DBAs Behaving Badly (4/10): Storage Configuration
Performance tuning SQL Server applications involves finding and addressing performance bottlenecks. While there will always be a bottleneck somewhere, the goal is to reduce the bottlenecks until application performance meets or exceeds the usage requirements, typically defined in a service level agreement (SLA).
Although it’s undeniable that the largest performance gains usually come from good application design, inadequate hardware makes resolving performance problems much more difficult. Poorly designed storage systems account for arguably the largest percentage of hardware-based performance problems for SQL Server solutions, and fixing them is usually more complicated than a simple memory or CPU upgrade. It follows that a well-designed storage system removes the biggest hardware-based performance obstacle, and that storage design should therefore lead the way in sizing servers for use in SQL Server environments.
Let’s take a look at three common storage configuration problems, beginning with the capacity-centric design.
Capacity-centric design
When designing a storage system for SQL Server, one can take a capacity-centric or a performance-centric approach. To highlight the difference between these approaches, consider a requirement for a 200GB database. How many disks do you need? A storage system with a capacity-centric design would possibly have three 73GB disks, or perhaps more in a RAID configuration. In contrast, a system designed using the performance-centric approach would be vastly different, and wouldn’t even consider the space requirement until much later in the process.

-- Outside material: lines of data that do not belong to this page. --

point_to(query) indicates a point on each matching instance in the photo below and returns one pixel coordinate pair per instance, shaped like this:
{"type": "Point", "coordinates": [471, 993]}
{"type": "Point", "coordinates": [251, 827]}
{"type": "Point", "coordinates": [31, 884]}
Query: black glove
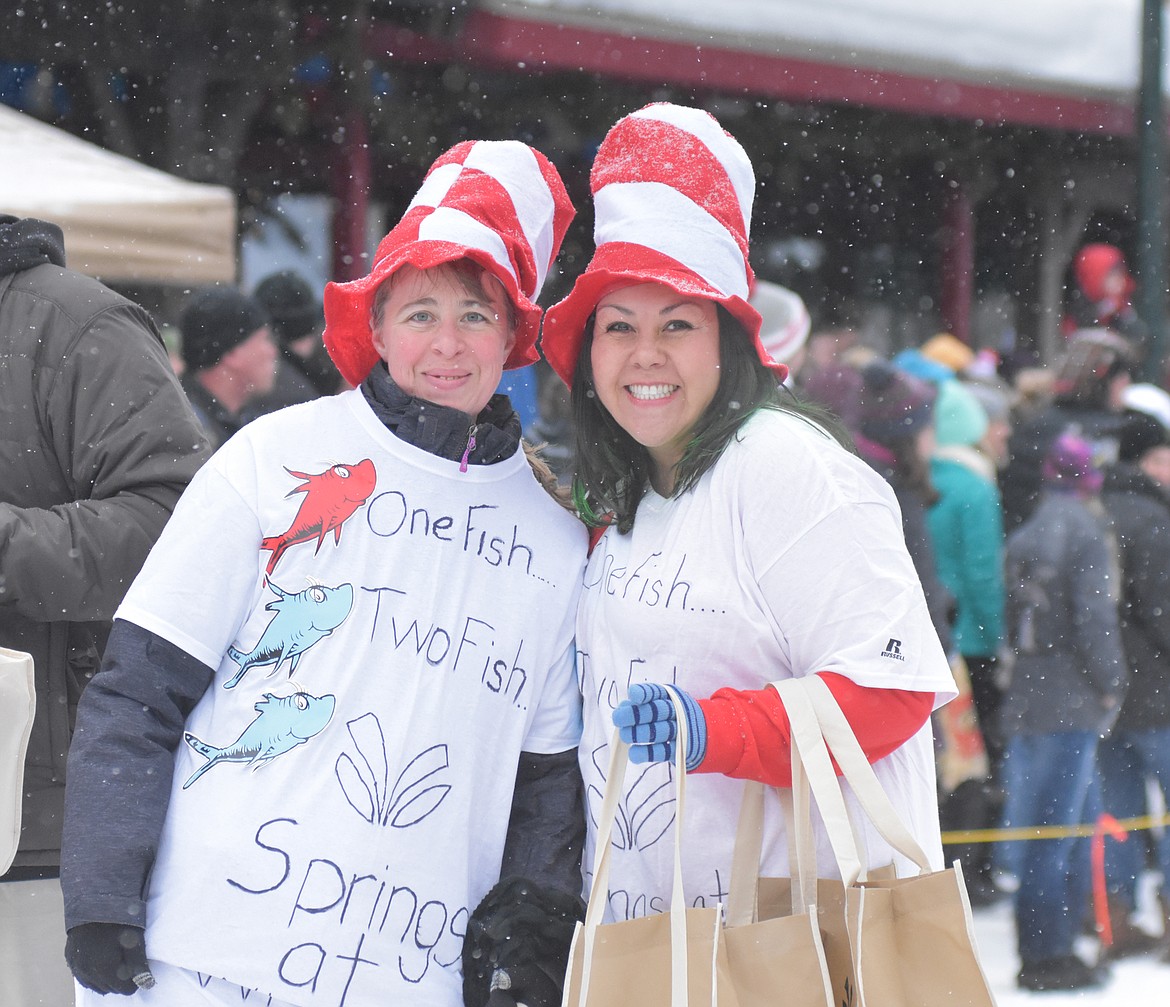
{"type": "Point", "coordinates": [516, 947]}
{"type": "Point", "coordinates": [108, 958]}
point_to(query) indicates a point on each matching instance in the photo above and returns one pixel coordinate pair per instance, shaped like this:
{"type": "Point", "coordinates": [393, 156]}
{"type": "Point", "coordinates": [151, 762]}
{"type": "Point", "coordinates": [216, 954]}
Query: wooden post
{"type": "Point", "coordinates": [958, 261]}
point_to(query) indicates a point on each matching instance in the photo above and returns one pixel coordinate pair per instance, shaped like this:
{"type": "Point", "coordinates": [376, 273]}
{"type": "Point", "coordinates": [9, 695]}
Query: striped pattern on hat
{"type": "Point", "coordinates": [499, 202]}
{"type": "Point", "coordinates": [672, 193]}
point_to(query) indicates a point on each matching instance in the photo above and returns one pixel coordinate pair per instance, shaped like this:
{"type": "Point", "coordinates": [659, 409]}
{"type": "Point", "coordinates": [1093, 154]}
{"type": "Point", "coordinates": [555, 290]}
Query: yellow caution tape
{"type": "Point", "coordinates": [1140, 823]}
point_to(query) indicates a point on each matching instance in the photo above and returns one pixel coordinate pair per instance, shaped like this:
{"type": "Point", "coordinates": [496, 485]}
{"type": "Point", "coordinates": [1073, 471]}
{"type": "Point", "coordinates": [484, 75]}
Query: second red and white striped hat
{"type": "Point", "coordinates": [497, 202]}
{"type": "Point", "coordinates": [672, 197]}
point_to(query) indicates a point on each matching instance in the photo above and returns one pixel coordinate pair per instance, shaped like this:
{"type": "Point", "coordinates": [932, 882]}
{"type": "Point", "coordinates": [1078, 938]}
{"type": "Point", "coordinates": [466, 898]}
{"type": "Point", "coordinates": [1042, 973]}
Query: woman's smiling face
{"type": "Point", "coordinates": [655, 359]}
{"type": "Point", "coordinates": [441, 340]}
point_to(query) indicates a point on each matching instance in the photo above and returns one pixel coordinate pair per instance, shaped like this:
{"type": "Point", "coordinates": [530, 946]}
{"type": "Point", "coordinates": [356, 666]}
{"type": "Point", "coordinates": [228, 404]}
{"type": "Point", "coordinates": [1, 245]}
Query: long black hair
{"type": "Point", "coordinates": [612, 470]}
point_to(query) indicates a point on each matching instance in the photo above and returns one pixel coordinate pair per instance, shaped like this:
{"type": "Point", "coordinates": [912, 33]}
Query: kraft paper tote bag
{"type": "Point", "coordinates": [773, 956]}
{"type": "Point", "coordinates": [18, 703]}
{"type": "Point", "coordinates": [910, 940]}
{"type": "Point", "coordinates": [663, 960]}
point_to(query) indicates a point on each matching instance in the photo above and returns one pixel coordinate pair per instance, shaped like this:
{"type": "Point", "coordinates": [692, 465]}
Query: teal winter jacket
{"type": "Point", "coordinates": [967, 530]}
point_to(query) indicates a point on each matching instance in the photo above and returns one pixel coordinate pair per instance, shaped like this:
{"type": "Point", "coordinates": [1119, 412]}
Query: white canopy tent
{"type": "Point", "coordinates": [122, 220]}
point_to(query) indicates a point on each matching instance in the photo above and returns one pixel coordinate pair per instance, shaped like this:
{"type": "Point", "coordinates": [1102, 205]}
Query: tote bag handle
{"type": "Point", "coordinates": [817, 721]}
{"type": "Point", "coordinates": [599, 888]}
{"type": "Point", "coordinates": [18, 704]}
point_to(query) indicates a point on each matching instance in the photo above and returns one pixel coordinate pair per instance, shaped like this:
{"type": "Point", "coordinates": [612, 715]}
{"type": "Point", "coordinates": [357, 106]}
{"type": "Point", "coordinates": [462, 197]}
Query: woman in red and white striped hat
{"type": "Point", "coordinates": [740, 543]}
{"type": "Point", "coordinates": [391, 551]}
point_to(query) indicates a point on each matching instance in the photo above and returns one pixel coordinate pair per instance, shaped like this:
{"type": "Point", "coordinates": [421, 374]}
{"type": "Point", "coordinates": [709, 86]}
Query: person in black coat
{"type": "Point", "coordinates": [1135, 495]}
{"type": "Point", "coordinates": [97, 445]}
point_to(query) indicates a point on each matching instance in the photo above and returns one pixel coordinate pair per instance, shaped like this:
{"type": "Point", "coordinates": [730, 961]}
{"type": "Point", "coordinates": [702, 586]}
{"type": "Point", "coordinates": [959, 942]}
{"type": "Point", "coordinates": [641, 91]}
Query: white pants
{"type": "Point", "coordinates": [178, 987]}
{"type": "Point", "coordinates": [33, 971]}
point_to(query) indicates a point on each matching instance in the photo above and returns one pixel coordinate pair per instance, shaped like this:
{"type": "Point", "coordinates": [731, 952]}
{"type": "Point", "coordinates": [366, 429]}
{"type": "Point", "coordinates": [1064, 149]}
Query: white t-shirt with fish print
{"type": "Point", "coordinates": [389, 633]}
{"type": "Point", "coordinates": [786, 559]}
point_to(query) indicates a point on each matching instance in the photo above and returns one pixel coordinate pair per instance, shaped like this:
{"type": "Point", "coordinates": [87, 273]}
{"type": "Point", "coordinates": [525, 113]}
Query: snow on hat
{"type": "Point", "coordinates": [1094, 357]}
{"type": "Point", "coordinates": [1069, 466]}
{"type": "Point", "coordinates": [785, 319]}
{"type": "Point", "coordinates": [214, 321]}
{"type": "Point", "coordinates": [672, 198]}
{"type": "Point", "coordinates": [1140, 433]}
{"type": "Point", "coordinates": [893, 404]}
{"type": "Point", "coordinates": [959, 416]}
{"type": "Point", "coordinates": [500, 204]}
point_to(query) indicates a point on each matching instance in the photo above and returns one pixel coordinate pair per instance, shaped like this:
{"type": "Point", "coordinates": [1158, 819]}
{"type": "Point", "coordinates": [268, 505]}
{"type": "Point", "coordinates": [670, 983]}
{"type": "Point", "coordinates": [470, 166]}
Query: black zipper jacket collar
{"type": "Point", "coordinates": [440, 429]}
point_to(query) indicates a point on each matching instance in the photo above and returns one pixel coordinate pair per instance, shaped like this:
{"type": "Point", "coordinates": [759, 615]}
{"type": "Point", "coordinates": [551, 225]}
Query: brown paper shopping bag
{"type": "Point", "coordinates": [663, 960]}
{"type": "Point", "coordinates": [18, 703]}
{"type": "Point", "coordinates": [909, 940]}
{"type": "Point", "coordinates": [773, 952]}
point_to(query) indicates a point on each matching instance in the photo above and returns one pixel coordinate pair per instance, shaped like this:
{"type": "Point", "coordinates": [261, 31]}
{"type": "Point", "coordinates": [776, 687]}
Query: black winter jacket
{"type": "Point", "coordinates": [1061, 577]}
{"type": "Point", "coordinates": [1140, 512]}
{"type": "Point", "coordinates": [96, 443]}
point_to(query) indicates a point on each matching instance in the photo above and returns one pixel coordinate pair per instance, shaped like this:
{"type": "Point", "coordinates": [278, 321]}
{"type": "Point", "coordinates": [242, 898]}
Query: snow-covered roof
{"type": "Point", "coordinates": [1084, 52]}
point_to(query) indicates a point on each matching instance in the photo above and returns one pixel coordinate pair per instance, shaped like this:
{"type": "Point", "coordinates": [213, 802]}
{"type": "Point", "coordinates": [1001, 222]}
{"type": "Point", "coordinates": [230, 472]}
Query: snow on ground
{"type": "Point", "coordinates": [1133, 980]}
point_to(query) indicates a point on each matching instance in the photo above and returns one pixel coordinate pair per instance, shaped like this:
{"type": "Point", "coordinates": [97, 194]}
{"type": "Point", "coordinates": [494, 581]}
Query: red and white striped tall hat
{"type": "Point", "coordinates": [499, 202]}
{"type": "Point", "coordinates": [672, 197]}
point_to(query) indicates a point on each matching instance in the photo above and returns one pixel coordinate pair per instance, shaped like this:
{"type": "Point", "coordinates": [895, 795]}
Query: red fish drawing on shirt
{"type": "Point", "coordinates": [330, 498]}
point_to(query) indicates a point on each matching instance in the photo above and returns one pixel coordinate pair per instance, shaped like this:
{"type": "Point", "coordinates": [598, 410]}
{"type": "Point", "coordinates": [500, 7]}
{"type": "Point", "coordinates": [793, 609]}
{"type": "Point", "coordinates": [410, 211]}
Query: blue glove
{"type": "Point", "coordinates": [647, 723]}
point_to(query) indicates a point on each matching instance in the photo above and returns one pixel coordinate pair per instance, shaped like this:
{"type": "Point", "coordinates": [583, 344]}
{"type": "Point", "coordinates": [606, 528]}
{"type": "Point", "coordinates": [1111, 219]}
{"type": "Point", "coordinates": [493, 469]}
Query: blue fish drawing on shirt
{"type": "Point", "coordinates": [282, 723]}
{"type": "Point", "coordinates": [301, 620]}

Performance-centric designs start with consideration of the expected workload, and the IO per second (IOPS) capacity of the disks. For example, let’s assume that our application produces a peak load of 1200 reads and 400 writes per second, figures obtained during a profiling exercise in a test environment. Using these figures, we’d calculate the required number of disks as follows;
Required # Disks = (Reads/sec + (Writes/sec * RAID adjuster)) / Disk IOPS
For our example, assuming an average IOPS of 125 and a RAID 10 design, this equates to;
Required # Disks = (1200 + (400 * 2)) / 125
... giving us a total of 16 disks. You’ll note that we haven’t addressed storage capacity requirements yet. This is a deliberate decision to ensure the storage system is designed for throughput and performance as the highest priority. In this example, assuming we used 73GB disks, we’d have a total available capacity of 1.1TB. Usable space, after RAID 10 is implemented, would come down to around 500GB, more than enough for our 200GB database.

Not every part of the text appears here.